War die Sache zu heiß,
um sie am Telefon zu besprechen? Aber warum war sie zu heiß?
„Ich
verstehe nicht ganz“, fuhr Robin nun fort. „Warum sollte das zu
heiß sein, um es jetzt hier am Telefon zu klären?“
Langsam
wurde er ungeduldig und wollte am liebsten auflegen.
„Nicht
einfach heiß,
Herr Held, sondern brennend
heiß,
wenn Sie verstehen, was ich meine. Obwohl Sie sich wahrscheinlich
nicht verbrennen würden, nicht wahr?“
Plötzlich
fiel es ihm wie Schuppen von den Augen. Der alte Mann sprach also von
dieser
Begabung. Erschrocken legte Robin schnell auf und legte das Telefon
beiseite. Er war völlig außer sich und wusste nicht, was er denken
sollte.
Woher
weiß er davon?
Quinn
wusste anscheinend davon, dass ihm Feuer nichts antun konnte. Sein
Hinweis bezog sich darauf, dass er sich nicht verbrennen konnte, weil
ihm Feuer nichts ausmachte. Und dies bezeichnete der Rektor als
Begabung.
Starr
blickte Robin auf seinen Bildschirm, auf dem noch immer die Homepage
des Internats geöffnet war. „Wir fördern besondere Begabungen
unserer Schülerinnen und Schüler.“ Das war also damit gemeint. Er
war wohl nicht der einzige Mensch auf der Welt, dem Feuer nichts
anhaben konnte. Nicht nur er war jemand, der nicht verbrennen konnte.

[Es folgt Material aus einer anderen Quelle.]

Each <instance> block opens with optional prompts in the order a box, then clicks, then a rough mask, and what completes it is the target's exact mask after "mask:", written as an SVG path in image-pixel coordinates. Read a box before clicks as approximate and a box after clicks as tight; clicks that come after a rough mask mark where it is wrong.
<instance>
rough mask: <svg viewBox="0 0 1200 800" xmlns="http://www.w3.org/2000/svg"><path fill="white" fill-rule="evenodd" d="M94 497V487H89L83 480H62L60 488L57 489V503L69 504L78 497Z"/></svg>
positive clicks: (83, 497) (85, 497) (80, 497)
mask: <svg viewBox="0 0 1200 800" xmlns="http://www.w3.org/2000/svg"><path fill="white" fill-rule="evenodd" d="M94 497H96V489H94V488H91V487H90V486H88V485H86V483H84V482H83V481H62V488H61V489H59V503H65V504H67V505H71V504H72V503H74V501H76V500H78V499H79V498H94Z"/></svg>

Es gab da wohl noch mehr und diese besuchten dieses Internat in
Frankfurt. Daher hatte er eine Einladung erhalten.
Als
er dies begriff, wählte er erneut die Nummer des Rektors und als
dieser abhob, entschuldigte sich Robin als allererstes:
„Ich
wusste nicht, was das alles zu bedeuten hatte. Aber ich glaube, ich
verstehe es jetzt.“
„Keine
Sorge, Herr Quinn“, gab der ältere Herr freundlich zurück, „Sie
sind nicht der erste, der auf diese Weise reagiert. So was ist ja
nichts Alltägliches. Also ich würde mich freuen, wenn Sie uns einen
Besuch abstatten würden. Die Anfahrtskosten übernehmen wir
selbstverständlich. Alles Weitere klären wir dann hier vor Ort,
wenn Sie einverstanden sind.“
Und
Robin war einverstanden. Er war neugierig geworden und wollte dieses
Internat unbedingt kennenlernen. Daher vereinbarte er einen Termin
mit dem Rektor, welcher noch in den Sommerferien lag. Seinen Eltern
erzählte er allerdings, dass es sich bei dem Internat tatsächlich
um eine Schule handelte, die sportlich begabte Schülerinnen und
Schüler förderte. Dies freute seine Eltern und so erlaubten sie
eine kleine Reise nach Frankfurt. Voller Vorfreude erwartete er nun
diesen Tag.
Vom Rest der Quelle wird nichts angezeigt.